Sheesh, that is one fat fish! Must be plenty of yabbies for it to eat in that impoundment. Congrats Steve! How long did you fight it for?



OldDood said:


> P.S. Why do you always look so well groomed when you fish? Does it help attract the fish?


 :lol: :lol: :lol:


----------



## redmist (May 6, 2012)

that's a magnificent "trophy" fish Steve, beautiful markings.

Got to get my ass back to a bit of freshwater fishing haven't been down to Hugo's for while to have a crack at them big brownies.


----------



## redmist (May 6, 2012)

p.s congrats on the record


----------



## Squidley (May 8, 2010)

So that's what it takes to make you smile in a photo! Well done, smashed that record


----------



## Zilch (Oct 10, 2011)

Thanks all.

However as I was about to post my trip today on our own closed safwaa forum I thought I better check with my mate who read my digital scales with his large landing net and my Cod in it, to make sure he had deducted the weight of his net prior to advising me of the Cod's weight, he texted back saying he had forgotten to do this :twisted: so the official weight is *16.09Kg*. :lol:



OldDood said:


> Well done Steve,
> now you just have to catch one more the same size and you will officially have the biggest pair of CODS in SA!
> Congratulations,


 :shock: :lol:



OldDood said:


> P.S. Why do you always look so well groomed when you fish? Does it help attract the fish?

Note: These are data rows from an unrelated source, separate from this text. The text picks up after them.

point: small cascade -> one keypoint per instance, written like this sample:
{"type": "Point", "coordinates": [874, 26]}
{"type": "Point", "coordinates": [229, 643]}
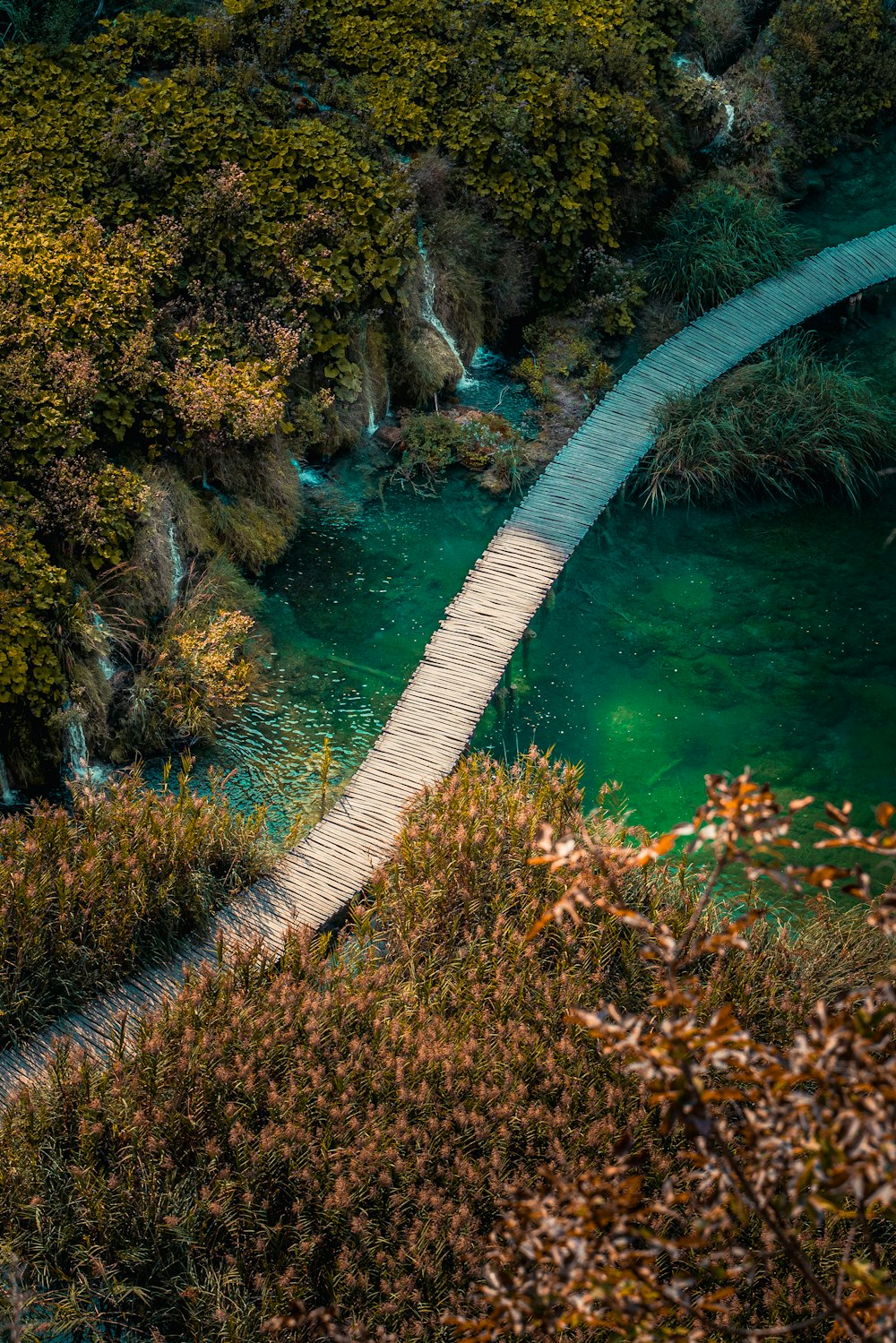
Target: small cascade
{"type": "Point", "coordinates": [75, 745]}
{"type": "Point", "coordinates": [696, 67]}
{"type": "Point", "coordinates": [177, 562]}
{"type": "Point", "coordinates": [75, 751]}
{"type": "Point", "coordinates": [432, 317]}
{"type": "Point", "coordinates": [107, 665]}
{"type": "Point", "coordinates": [309, 476]}
{"type": "Point", "coordinates": [7, 796]}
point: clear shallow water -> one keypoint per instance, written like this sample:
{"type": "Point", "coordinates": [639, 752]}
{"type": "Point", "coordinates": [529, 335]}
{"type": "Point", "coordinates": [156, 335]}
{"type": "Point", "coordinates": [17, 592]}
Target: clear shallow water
{"type": "Point", "coordinates": [349, 611]}
{"type": "Point", "coordinates": [694, 642]}
{"type": "Point", "coordinates": [677, 643]}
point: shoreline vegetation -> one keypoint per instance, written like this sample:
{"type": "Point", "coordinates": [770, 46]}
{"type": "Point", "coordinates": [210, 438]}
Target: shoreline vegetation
{"type": "Point", "coordinates": [288, 237]}
{"type": "Point", "coordinates": [556, 1077]}
{"type": "Point", "coordinates": [421, 1053]}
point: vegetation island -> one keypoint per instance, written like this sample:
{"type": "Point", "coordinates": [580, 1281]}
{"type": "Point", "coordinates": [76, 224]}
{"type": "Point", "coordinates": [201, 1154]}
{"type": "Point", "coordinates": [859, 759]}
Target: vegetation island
{"type": "Point", "coordinates": [298, 300]}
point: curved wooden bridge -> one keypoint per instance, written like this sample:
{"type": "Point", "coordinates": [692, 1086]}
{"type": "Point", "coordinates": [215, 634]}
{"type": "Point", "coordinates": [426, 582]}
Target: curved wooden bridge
{"type": "Point", "coordinates": [446, 696]}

Because my fishing partner (Cuddles) and I believe in dressing to suit the occasion.




Squidley said:


> So that's what it takes to make you smile in a photo! Well done, smashed that record


Chris I was almost going to mention that but being a in joke between only a few here I thought I wouldn't mention it  haha

Steve


----------



## Zilch (Oct 10, 2011)

solatree said:


> ...... - what bait attracted such a fat fish ?


Sorry Andy I forgot to reply to your question. I think the last time we seen each other Snapper fishing I said I was using Woolworths Banana Prawns ;-)



redmist said:


> that's a magnificent "trophy" fish Steve, beautiful markings.
> 
> Got to get my ass back to a bit of freshwater fishing haven't been down to Hugo's for while to have a crack at them big brownies.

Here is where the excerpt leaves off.